# Latent Space Stability
---
This notebook explores the stability of the Latent Space in the HighDimSynthesizer for various datasets.

Below we use the **synthesized.insight** module to work with a dataset's latent space. There are three utility functions used for fetching information about the latent space of a dataset. Each one listed below returns a more compact summary that the one above.
- `get_latent_space()`: returns the entire dataset encoded into the latent_space. 
    - The columns in the returned dataframe are l_0, ..., l_N-1, m_0, ..., m_N-1, s_0, ..., s_N-1. 
    - m_i is the encoded mean value for dimension i and each row, 
    - s_i is the encoded stddev for each dimension i and each row, 
    - and l_i is a sample from the encoded distribution in each dimension i and each row.
    - **returns a (num_rows, 3xnum_latent_dimensions) array as a DataFrame.**
- `latent_dimennsion_usage()`: returns the 'usage' of each dimension for the dataset (typically usage should be between 0 and 1). 
    - Note there are two ways to calculate this (see further down for details).
    - **returns a (num_latent_dimensions, 1) array as a DataFrame.**
- `total_latent_space_usage()`
    - **returns a scalar value reflecting the total latent space usage.**


In [75]:
import os
import warnings
from typing import List
import logging

warnings.filterwarnings(action='ignore', module='numpy')
warnings.filterwarnings(action='ignore', module='pandas')
warnings.filterwarnings(action='ignore', module='sklearn')
warnings.filterwarnings(action='ignore', module='tensorflow')

import numpy as np
import pandas as pd
import scipy as sp
import seaborn as sns
import matplotlib.pyplot as plt
from sklearn.model_selection import train_test_split

from synthesized import HighDimSynthesizer
from synthesized.common import ValueFactory
from synthesized.insight.latent import get_latent_space, latent_dimension_usage, total_latent_space_usage
from synthesized.insight.dataset import describe_dataset_values, describe_dataset, classification_score


if not 'workbookDir' in globals():
    workbookDir = os.getcwd()
os.chdir(os.path.split(os.path.split(workbookDir)[0])[0])

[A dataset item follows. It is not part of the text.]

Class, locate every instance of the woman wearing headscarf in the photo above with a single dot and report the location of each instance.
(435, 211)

pd.options.display.max_rows = 10
pd.options.display.max_columns = 50

%load_ext autoreload
%autoreload 2
%matplotlib inline

The autoreload extension is already loaded. To reload it, use:
  %reload_ext autoreload


## Datasets

In [43]:
atlas = pd.read_csv('data/templates/atlas_higgs_detection.csv')
credit = pd.read_csv('data/templates/credit.csv')
insure = pd.read_csv('data/templates/claim_prediction.csv')
telecom = pd.read_csv('data/templates/telecom-churn.csv')

DATASETS = {'atlas': atlas, 'credit': credit, 'insure': insure, 'telecom': telecom}

In [44]:
pd.concat([describe_dataset(ds).set_index('property').T.rename(index=lambda x: name) for name, ds in DATASETS.items()], axis='index', sort=True).rename_axis('dataset', axis='index')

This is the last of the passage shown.